Regenwald - solange Vorrat reicht

von Volker

Ich bin ganz ruhig ...

Sich über das Wetter Gedanken zu machen, bringt nichts. Es kommt, wie es kommt, und das schon seit einer Ewigkeit.

Eher mache ich mir einen Kopf darüber, wie sich das Weltklima verändert, wenn wir den letzten Regenwald ausgerottet haben, weil uns Fleisch und Autos in Massen wichtiger erscheinen, als die Erhaltung unserer Lebensgrundlage. Das wird nicht gerade lustig werden, aber: nach uns die Sintflut.
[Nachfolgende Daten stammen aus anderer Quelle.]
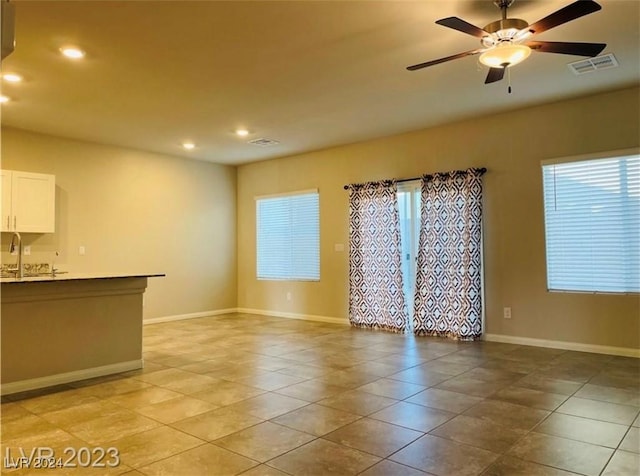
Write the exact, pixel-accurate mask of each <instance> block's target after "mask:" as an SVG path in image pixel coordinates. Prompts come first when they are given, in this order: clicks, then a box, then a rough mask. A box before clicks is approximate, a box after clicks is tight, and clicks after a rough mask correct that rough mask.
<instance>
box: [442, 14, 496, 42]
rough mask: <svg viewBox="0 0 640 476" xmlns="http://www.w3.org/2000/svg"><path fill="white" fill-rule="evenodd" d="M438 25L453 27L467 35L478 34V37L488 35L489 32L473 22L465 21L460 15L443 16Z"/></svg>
mask: <svg viewBox="0 0 640 476" xmlns="http://www.w3.org/2000/svg"><path fill="white" fill-rule="evenodd" d="M436 23H437V24H438V25H442V26H446V27H448V28H453V29H454V30H458V31H461V32H462V33H466V34H467V35H471V36H476V37H478V38H482V37H483V36H487V35H488V34H489V33H487V32H486V31H484V30H483V29H482V28H478V27H477V26H475V25H472V24H471V23H468V22H466V21H464V20H463V19H462V18H458V17H447V18H442V19H440V20H438V21H437V22H436Z"/></svg>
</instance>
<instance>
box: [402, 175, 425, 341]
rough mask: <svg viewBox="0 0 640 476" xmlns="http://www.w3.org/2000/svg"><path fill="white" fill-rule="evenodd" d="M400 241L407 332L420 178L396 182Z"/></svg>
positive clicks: (402, 276)
mask: <svg viewBox="0 0 640 476" xmlns="http://www.w3.org/2000/svg"><path fill="white" fill-rule="evenodd" d="M398 209H399V212H400V242H401V247H402V278H403V279H402V289H403V291H404V296H405V302H406V303H407V308H408V309H407V312H408V314H409V323H408V324H409V329H408V330H409V332H411V331H412V328H413V301H414V298H413V296H414V292H415V283H416V259H417V256H418V238H419V236H420V180H414V181H411V182H403V183H400V184H398Z"/></svg>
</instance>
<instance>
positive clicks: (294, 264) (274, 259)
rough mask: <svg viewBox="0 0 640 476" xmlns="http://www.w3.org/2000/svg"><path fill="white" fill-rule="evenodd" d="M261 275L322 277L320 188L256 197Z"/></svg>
mask: <svg viewBox="0 0 640 476" xmlns="http://www.w3.org/2000/svg"><path fill="white" fill-rule="evenodd" d="M256 232H257V237H256V241H257V250H256V256H257V260H256V261H257V276H258V279H273V280H276V279H283V280H291V281H318V280H320V217H319V197H318V192H317V191H316V190H312V191H304V192H296V193H293V194H287V195H278V196H271V197H258V198H257V199H256Z"/></svg>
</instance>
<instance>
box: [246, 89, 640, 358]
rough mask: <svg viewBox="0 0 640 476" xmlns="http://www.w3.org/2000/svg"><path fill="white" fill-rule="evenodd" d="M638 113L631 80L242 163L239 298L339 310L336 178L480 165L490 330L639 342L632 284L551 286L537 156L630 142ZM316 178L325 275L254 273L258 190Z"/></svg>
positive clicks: (287, 189) (587, 150)
mask: <svg viewBox="0 0 640 476" xmlns="http://www.w3.org/2000/svg"><path fill="white" fill-rule="evenodd" d="M425 107H428V105H425ZM639 111H640V104H639V90H638V88H631V89H625V90H620V91H616V92H611V93H607V94H601V95H595V96H591V97H586V98H581V99H575V100H570V101H564V102H558V103H554V104H548V105H544V106H539V107H532V108H528V109H523V110H518V111H514V112H509V113H504V114H498V115H492V116H486V117H482V118H480V119H474V120H469V121H464V122H459V123H455V124H450V125H446V126H441V127H436V128H431V129H427V130H423V131H418V132H413V133H409V134H403V135H398V136H393V137H387V138H381V139H378V140H373V141H369V142H365V143H360V144H354V145H349V146H344V147H338V148H334V149H329V150H325V151H320V152H315V153H309V154H303V155H299V156H295V157H288V158H283V159H277V160H271V161H265V162H260V163H254V164H248V165H243V166H241V167H239V169H238V250H239V254H238V306H239V307H240V308H247V309H259V310H266V311H277V312H283V313H284V312H288V313H297V314H307V315H320V316H328V317H337V318H341V319H346V317H347V314H348V252H347V251H345V252H336V251H334V244H336V243H344V244H345V245H346V244H347V243H348V216H347V209H348V202H347V192H346V191H344V190H343V188H342V187H343V185H344V184H347V183H352V182H362V181H367V180H377V179H384V178H392V177H395V178H407V177H414V176H418V175H420V174H422V173H429V172H437V171H447V170H452V169H463V168H467V167H487V168H488V170H489V171H488V173H487V174H486V175H485V178H484V184H485V200H484V206H485V208H484V211H485V213H484V233H485V234H484V253H485V254H484V256H485V288H486V328H485V332H487V333H490V334H499V335H508V336H517V337H527V338H534V339H547V340H556V341H567V342H577V343H583V344H591V345H603V346H615V347H625V348H638V347H640V299H639V297H638V295H637V294H636V295H589V294H572V293H549V292H547V290H546V269H545V248H544V223H543V209H542V181H541V170H540V161H541V160H544V159H549V158H554V157H564V156H573V155H580V154H589V153H594V152H600V151H608V150H617V149H625V148H630V147H637V146H638V145H639V143H640V140H639V132H638V131H639V130H640V122H639ZM315 187H317V188H318V189H319V190H320V235H321V281H320V282H314V283H302V282H278V281H257V280H256V278H255V204H254V196H256V195H264V194H273V193H279V192H288V191H295V190H301V189H308V188H315ZM287 292H291V293H292V299H291V301H287V299H286V293H287ZM504 306H510V307H511V308H512V314H513V318H512V319H511V320H505V319H503V318H502V308H503V307H504Z"/></svg>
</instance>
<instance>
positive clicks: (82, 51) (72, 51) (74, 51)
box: [60, 47, 85, 59]
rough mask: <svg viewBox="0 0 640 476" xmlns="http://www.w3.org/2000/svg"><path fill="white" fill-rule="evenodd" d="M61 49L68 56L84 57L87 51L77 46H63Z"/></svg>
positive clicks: (64, 53) (80, 57) (77, 58)
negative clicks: (72, 46) (76, 46)
mask: <svg viewBox="0 0 640 476" xmlns="http://www.w3.org/2000/svg"><path fill="white" fill-rule="evenodd" d="M60 51H61V52H62V54H63V55H65V56H66V57H67V58H71V59H80V58H84V55H85V52H84V51H82V50H81V49H78V48H75V47H68V48H61V49H60Z"/></svg>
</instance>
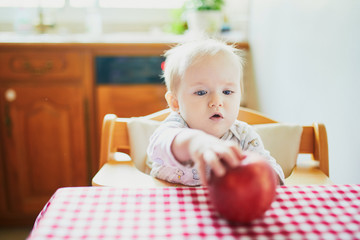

Welche Alltagspresse schreibt schon darüber, wieviel Regenwald pro Tag an Schweine verfüttert - oder auf den Autobahnen verbrannt wird. Da muß man schon gezielt suchen, weil es einfach zu grausam ist, wie die Gier nach Vermögen und angeblichen Wohlstand die Welt so langsam - nein, sehr schnell - in einen Wüstenplaneten verwandelt.


Das dürfen wir nicht wirklich wissen, wir kämen ernsthaft ins Grübeln. Also: über die bittere Wahrheit schweigen, sie aus dem Bewußtsein des Bequemlichkeitsmenschen heraushalten. Jedenfalls so lange, bis wir alle begriffen haben, dass wir in selbstmörderischer Absicht in einen Abrund gesprungen sind. Regenwälder lassen sich nicht mehr aufforsten, Flora und Fauna nicht mehr nachzüchten.


Was weg ist, ist weg. Alternativlos ausgerottet.

Möglicherweise bekommen wir es noch geregelt, die Überlebenschancen einiger Auserwählter zu erhöhen und deren Gene mit robusten Rattengene kreuzen. Danach den Rest der Überzähligen in einem atomaren Inferno verdampfen, weil's einfach zu viele sind, die noch überleben wollen.